Die Auswirkungen von Omikron werden nun wohl von Land zu Land und von Region zu Region unterschiedlich sein, da jede Regierung anders reagiert und die globalen Fluggesellschaften sowie ihre Geschäftsmodelle sehr unterschiedlich sind.

Japan Airlines und ANA Holdings etwa haben am Mittwoch neue Reservierungen für internationale Flüge nach Japan bis Ende Dezember ausgesetzt, da das Land die Grenzkontrollen verschärft. Fluggesellschaften in Ländern mit großen, starken Inlandsmärkten wie den Vereinigten Staaten, China oder Russland sind besser vor den größeren Unwägbarkeiten des internationalen Reiseverkehrs abgeschirmt. In Europäischen Union dürfte es für die Airlines dagegen schwieriger werden.

Eine Analyse von UBS zeigt, dass die US-Fluggesellschaften ihre geplante Kapazität aktuell noch nicht verändert haben. Diese liegt im Dezember bei 87 Prozent des Niveaus von 2019 und wird im Januar voraussichtlich 92 Prozent erreichen. United Airlines nimmt in diesen Tagen sogar die Strecke Newark-Kapstadt auf; Delta Air rechnet weiterhin mit starken Buchungen in der Weihnachtszeit.

"Im vergangenen Jahr hat jede neue Variante einen Rückgang der Buchungen mit sich gebracht, aber auch einen Anstieg, sobald der Ansturm abgeklungen ist. Wir gehen davon aus, dass sich dieses Muster fortsetzen wird", sagte Helane Becker, Analystin bei Cowen and Co.

Die großen europäischen Fluggesellschaften wie Lufthansa oder British Airways sind weitaus stärker vom internationalen Reiseverkehr abhängig als ihre US-amerikanischen Pendants, so dass sie vermutlich stärker von den Auswirkungen der Omikron-Variante betroffen sind. Außerdem ist die Virusvariante in der EU schon häufiger nachgewiesen worden.

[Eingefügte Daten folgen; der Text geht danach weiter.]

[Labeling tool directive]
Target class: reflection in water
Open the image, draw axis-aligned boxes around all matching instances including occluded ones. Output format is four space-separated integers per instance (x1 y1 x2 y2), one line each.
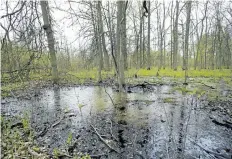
93 87 106 111
2 86 232 158
53 87 61 118
114 92 127 158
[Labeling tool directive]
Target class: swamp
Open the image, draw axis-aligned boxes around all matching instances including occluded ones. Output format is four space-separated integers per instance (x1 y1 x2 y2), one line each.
0 0 232 159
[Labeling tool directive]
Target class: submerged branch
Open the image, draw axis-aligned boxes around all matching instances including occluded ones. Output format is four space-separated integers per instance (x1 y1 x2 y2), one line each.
90 125 119 153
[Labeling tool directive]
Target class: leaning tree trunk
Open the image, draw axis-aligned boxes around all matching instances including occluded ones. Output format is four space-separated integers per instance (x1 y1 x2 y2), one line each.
97 2 103 82
40 1 58 84
173 1 179 70
147 1 151 70
97 1 110 70
184 1 192 83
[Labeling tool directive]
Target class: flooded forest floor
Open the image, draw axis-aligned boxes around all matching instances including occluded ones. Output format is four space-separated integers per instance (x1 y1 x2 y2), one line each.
1 78 232 159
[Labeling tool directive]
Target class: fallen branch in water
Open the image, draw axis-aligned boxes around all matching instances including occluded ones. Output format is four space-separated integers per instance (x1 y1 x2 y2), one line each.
110 120 118 142
34 113 75 139
201 82 216 89
90 125 119 153
28 147 42 157
89 153 108 158
104 86 115 107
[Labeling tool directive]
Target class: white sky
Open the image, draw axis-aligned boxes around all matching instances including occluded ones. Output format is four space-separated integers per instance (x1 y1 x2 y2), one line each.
0 0 231 53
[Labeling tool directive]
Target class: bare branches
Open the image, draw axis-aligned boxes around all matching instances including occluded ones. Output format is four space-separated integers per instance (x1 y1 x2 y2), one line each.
1 1 26 19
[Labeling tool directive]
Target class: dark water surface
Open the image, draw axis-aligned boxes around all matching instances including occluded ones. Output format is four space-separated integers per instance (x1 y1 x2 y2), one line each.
2 86 232 159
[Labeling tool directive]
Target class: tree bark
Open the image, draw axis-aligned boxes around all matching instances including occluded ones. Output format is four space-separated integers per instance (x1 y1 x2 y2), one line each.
40 1 59 84
184 1 192 83
173 1 179 71
147 1 151 70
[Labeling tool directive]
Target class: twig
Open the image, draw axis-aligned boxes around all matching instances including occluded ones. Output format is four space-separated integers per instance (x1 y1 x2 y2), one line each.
110 120 118 142
201 83 216 89
104 86 115 107
28 147 41 157
90 124 119 153
89 153 108 158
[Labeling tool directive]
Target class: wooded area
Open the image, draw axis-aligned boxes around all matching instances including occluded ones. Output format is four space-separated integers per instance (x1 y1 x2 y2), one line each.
0 0 232 159
1 1 232 84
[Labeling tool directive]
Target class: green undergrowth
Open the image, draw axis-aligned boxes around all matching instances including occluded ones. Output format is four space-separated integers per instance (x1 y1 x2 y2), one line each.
1 68 232 97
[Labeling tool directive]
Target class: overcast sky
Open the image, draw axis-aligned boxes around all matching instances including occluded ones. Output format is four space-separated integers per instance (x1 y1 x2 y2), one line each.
0 0 231 54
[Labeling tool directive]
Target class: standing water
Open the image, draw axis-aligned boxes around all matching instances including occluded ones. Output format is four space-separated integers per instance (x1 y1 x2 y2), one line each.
2 86 232 159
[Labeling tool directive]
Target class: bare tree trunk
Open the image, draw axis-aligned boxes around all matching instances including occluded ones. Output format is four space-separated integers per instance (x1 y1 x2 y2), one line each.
97 1 110 70
204 1 209 69
184 1 192 83
117 1 126 92
106 1 118 72
147 1 151 70
40 1 59 84
121 2 128 70
170 1 174 68
97 1 103 82
173 1 179 70
139 7 143 68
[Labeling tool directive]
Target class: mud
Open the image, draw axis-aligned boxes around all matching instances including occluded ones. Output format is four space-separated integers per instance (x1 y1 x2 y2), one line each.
1 85 232 159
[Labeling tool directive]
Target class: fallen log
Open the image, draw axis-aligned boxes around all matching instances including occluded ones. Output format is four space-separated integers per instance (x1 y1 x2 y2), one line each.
90 125 119 153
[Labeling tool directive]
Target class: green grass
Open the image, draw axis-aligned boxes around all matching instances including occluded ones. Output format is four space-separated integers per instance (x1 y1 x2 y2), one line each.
1 68 232 96
126 68 232 78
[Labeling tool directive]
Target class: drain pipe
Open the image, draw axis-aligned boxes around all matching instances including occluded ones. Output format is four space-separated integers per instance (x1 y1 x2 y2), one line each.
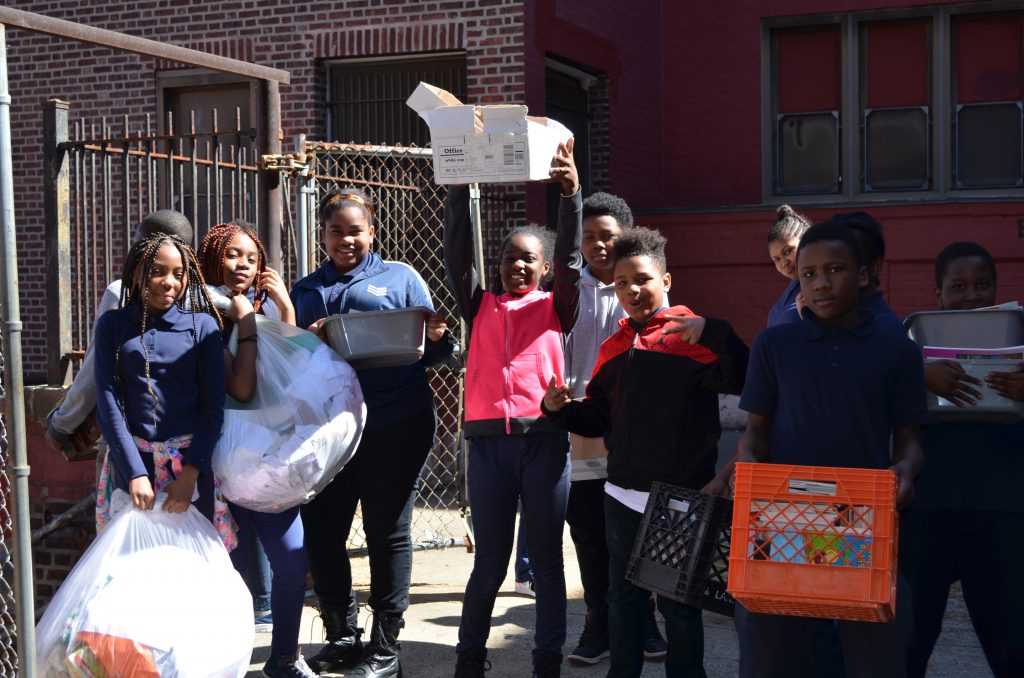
0 24 36 678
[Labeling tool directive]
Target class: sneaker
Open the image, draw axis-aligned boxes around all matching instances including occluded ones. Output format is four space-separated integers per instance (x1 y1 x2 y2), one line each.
565 621 608 666
643 633 669 662
256 610 273 633
515 580 537 598
262 654 316 678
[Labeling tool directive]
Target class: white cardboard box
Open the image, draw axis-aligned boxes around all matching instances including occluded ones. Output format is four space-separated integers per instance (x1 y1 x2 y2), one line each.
406 82 572 184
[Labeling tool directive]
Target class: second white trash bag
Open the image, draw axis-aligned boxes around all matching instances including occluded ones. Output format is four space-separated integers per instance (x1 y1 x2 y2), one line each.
36 490 255 678
213 315 367 513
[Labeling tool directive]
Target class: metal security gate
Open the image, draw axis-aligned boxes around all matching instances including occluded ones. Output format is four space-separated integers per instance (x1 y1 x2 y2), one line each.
286 142 465 550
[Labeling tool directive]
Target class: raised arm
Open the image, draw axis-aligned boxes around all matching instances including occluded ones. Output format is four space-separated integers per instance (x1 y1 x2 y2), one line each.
551 139 583 334
443 185 483 325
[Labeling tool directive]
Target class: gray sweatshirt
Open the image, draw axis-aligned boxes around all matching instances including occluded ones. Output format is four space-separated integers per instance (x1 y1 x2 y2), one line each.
565 266 626 480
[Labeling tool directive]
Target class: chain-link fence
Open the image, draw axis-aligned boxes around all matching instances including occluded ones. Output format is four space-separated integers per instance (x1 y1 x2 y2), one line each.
0 342 17 676
287 142 519 549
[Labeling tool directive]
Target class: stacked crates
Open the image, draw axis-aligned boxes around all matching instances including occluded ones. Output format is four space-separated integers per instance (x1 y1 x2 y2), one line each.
626 482 735 616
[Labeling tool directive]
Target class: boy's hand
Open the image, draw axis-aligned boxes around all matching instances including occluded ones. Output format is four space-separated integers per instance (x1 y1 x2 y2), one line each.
306 317 327 341
925 361 983 408
662 315 705 344
889 462 913 511
544 377 572 412
257 266 291 306
549 138 580 196
985 363 1024 401
164 464 199 513
224 294 255 323
128 475 156 511
427 313 447 343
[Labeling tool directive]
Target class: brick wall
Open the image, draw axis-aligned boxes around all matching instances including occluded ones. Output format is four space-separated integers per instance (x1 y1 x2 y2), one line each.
7 0 525 383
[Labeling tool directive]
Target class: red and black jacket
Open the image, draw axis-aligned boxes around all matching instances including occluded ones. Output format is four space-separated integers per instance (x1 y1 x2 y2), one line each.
544 306 750 492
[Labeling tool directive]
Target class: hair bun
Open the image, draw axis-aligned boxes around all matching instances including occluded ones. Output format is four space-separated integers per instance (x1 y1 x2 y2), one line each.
775 205 797 219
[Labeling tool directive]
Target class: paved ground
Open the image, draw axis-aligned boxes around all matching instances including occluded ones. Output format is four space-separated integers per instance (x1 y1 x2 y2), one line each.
239 532 991 678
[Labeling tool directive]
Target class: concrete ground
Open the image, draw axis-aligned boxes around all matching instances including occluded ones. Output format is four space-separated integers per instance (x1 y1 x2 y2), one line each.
241 520 991 678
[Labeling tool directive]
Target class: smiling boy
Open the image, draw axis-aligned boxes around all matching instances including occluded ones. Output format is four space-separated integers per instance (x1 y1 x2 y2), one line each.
735 221 927 678
542 228 749 678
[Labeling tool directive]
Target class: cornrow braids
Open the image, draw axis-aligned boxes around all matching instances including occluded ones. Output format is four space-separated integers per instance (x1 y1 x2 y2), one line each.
199 221 266 311
114 232 223 423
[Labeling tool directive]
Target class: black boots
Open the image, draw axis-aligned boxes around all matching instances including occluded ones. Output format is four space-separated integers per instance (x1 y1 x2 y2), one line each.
345 612 406 678
309 604 362 673
455 649 490 678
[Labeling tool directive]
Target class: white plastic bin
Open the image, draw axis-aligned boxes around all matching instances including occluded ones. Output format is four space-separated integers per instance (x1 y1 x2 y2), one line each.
324 306 430 369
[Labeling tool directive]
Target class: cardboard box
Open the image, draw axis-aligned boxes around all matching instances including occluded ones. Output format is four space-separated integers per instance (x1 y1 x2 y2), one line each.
406 82 572 184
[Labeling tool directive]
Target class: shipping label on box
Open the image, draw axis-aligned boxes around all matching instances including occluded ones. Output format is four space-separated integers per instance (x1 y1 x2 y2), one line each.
407 83 572 184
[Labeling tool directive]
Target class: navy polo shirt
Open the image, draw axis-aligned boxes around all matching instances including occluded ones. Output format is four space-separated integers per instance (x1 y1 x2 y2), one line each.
93 304 225 483
739 309 928 469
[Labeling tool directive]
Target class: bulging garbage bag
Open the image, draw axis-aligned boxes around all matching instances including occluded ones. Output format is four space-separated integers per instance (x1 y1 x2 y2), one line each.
213 315 367 513
36 490 255 678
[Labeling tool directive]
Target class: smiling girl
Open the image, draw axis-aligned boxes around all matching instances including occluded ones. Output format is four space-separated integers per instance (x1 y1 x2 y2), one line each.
768 205 811 327
444 140 583 678
292 188 455 678
199 222 315 678
94 232 233 536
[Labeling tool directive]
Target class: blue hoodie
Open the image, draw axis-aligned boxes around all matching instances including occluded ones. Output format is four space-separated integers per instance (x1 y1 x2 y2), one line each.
291 252 455 430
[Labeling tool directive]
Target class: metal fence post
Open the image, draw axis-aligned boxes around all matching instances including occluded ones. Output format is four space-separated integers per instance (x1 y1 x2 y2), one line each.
256 80 282 270
0 24 36 678
43 99 71 386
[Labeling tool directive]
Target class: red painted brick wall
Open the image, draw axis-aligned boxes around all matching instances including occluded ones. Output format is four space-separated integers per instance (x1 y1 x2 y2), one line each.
7 0 525 383
637 203 1024 341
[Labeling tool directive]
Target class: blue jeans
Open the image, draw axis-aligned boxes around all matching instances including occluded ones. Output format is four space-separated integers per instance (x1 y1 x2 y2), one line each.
457 433 569 662
229 504 306 655
604 495 708 678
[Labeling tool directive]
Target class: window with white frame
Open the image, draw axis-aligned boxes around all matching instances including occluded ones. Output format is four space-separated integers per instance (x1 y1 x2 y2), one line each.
764 5 1024 201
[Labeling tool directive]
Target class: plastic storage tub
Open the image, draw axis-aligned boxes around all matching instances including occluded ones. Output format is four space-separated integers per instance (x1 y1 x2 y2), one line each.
729 463 897 622
626 482 736 617
324 306 430 369
903 310 1024 348
903 310 1024 423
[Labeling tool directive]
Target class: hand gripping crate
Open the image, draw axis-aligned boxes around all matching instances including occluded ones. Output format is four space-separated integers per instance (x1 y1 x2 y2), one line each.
626 482 735 617
729 463 898 622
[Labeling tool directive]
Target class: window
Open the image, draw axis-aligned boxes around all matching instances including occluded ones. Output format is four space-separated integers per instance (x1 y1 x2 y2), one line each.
763 5 1024 202
328 54 466 146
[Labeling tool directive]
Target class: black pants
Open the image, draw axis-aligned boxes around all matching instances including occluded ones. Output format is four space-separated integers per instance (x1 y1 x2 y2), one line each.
302 410 436 615
899 508 1024 678
565 478 608 625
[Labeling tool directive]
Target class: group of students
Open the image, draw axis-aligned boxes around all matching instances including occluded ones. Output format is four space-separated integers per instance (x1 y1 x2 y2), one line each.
41 141 1024 678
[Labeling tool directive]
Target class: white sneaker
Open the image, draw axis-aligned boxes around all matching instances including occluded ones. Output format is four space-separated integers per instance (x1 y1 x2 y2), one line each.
515 581 537 598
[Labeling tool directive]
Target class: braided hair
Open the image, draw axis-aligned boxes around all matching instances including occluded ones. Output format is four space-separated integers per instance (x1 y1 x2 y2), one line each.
199 221 266 311
114 231 223 419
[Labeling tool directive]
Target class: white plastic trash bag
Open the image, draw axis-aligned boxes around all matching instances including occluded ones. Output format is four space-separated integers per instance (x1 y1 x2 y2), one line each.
36 490 255 678
213 315 367 513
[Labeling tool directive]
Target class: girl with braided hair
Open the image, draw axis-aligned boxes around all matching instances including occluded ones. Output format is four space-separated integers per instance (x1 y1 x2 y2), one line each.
199 222 315 678
93 232 234 549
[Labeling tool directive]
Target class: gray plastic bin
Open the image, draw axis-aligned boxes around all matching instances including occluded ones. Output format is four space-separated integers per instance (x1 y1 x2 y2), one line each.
903 310 1024 348
324 306 430 369
903 310 1024 422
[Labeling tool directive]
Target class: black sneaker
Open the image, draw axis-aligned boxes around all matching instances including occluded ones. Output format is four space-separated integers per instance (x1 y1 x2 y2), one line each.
263 654 316 678
565 623 608 666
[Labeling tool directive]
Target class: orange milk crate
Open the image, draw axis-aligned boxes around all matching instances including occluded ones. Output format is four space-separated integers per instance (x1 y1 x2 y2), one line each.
728 463 898 622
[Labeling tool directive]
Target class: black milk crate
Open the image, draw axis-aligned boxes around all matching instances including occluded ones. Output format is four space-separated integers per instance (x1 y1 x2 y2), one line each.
626 482 736 617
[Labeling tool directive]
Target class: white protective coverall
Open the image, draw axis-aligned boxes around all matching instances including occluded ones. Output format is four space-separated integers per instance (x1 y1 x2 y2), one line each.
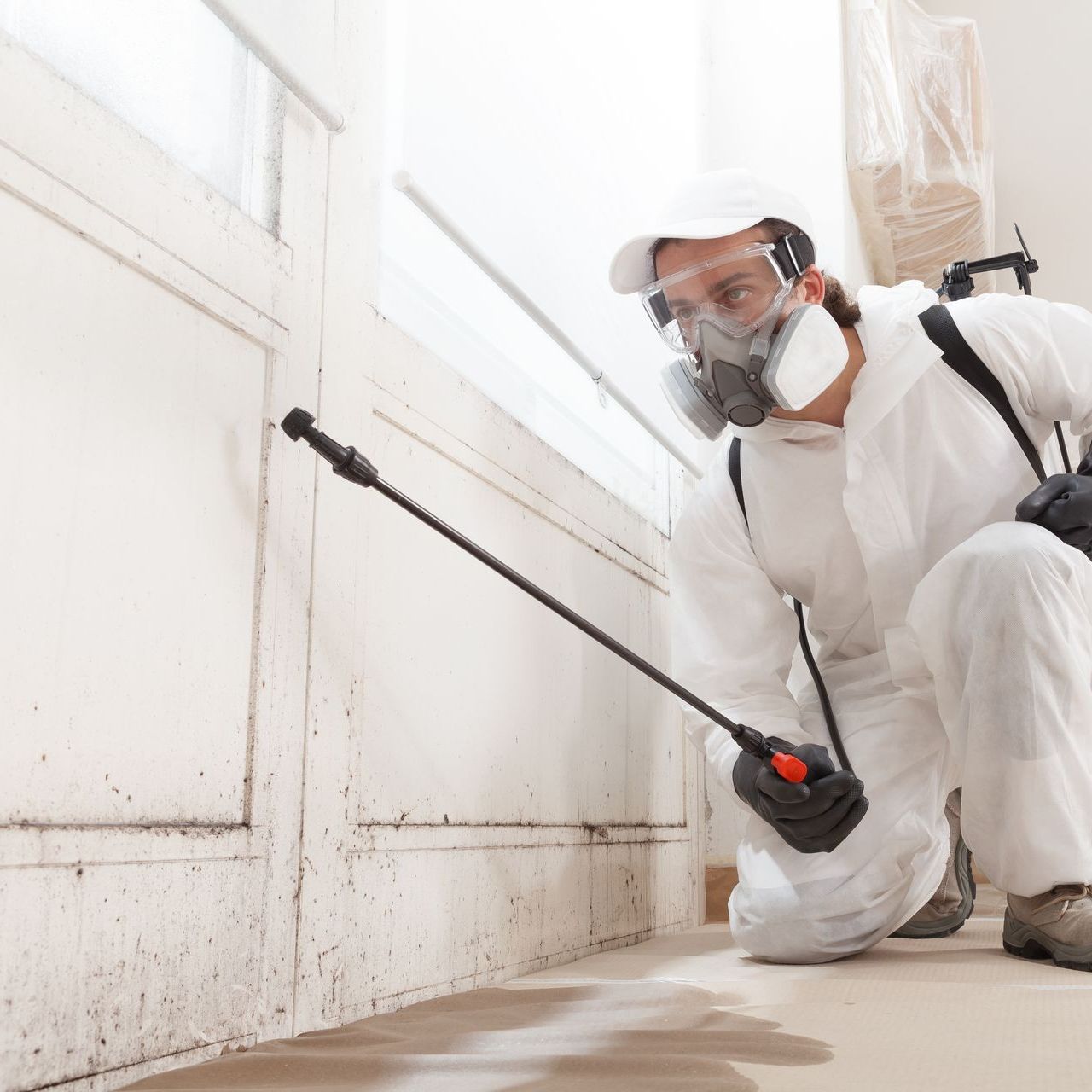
670 281 1092 963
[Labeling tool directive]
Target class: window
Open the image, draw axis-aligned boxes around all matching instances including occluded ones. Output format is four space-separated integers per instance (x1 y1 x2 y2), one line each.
379 0 702 531
0 0 283 231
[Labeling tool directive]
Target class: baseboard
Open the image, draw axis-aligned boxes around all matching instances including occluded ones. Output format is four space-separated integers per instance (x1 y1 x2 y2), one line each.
706 865 740 924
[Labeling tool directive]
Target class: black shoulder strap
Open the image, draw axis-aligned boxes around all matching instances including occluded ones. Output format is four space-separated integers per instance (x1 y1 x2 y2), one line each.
729 436 853 773
918 304 1046 481
729 436 747 523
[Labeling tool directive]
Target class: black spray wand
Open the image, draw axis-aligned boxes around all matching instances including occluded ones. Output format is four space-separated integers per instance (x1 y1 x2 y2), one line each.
281 409 808 781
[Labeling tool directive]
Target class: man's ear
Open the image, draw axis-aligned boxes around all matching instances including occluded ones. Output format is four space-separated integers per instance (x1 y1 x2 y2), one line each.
802 265 827 304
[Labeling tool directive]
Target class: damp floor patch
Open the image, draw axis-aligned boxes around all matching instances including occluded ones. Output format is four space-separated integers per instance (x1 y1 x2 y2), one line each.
129 886 1092 1092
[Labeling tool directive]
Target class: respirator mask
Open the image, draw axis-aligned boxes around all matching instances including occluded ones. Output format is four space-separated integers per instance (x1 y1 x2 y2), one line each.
640 235 849 440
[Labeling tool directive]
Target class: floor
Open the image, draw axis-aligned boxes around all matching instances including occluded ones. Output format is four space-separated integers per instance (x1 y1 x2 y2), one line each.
132 886 1092 1092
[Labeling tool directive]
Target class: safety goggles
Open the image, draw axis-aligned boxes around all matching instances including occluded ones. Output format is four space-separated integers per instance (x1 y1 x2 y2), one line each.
640 238 806 354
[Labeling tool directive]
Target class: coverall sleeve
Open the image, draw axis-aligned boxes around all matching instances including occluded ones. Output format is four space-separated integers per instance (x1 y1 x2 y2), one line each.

"Wir sehen, dass es eine Auswirkung gegeben hat, besonders auf die kurzfristigen Abflüge", erklärte EasyJet-Chef Johan Lundgren am Dienstag. "Aber es ist nicht das gleiche Ausmaß an Auswirkung und Rückgang, das wir in früheren Zeiten gesehen haben, als die Beschränkungen eingeführt wurden."

In Asien hatten Länder wie Australien, Japan, Singapur und Thailand erst in den letzten Wochen begonnen, die Grenzbeschränkungen vorsichtig aufzuheben. Die Passagierzahlen blieben dort auf einem Bruchteil des früheren Niveaus. Die Fluggesellschaft Cathay Pacific Airways aus Hongkong etwa, die über keinen nennenswerten Inlandsmarkt verfügt, operiert mit 10 Prozent des Vor-Krisen-Kapazität.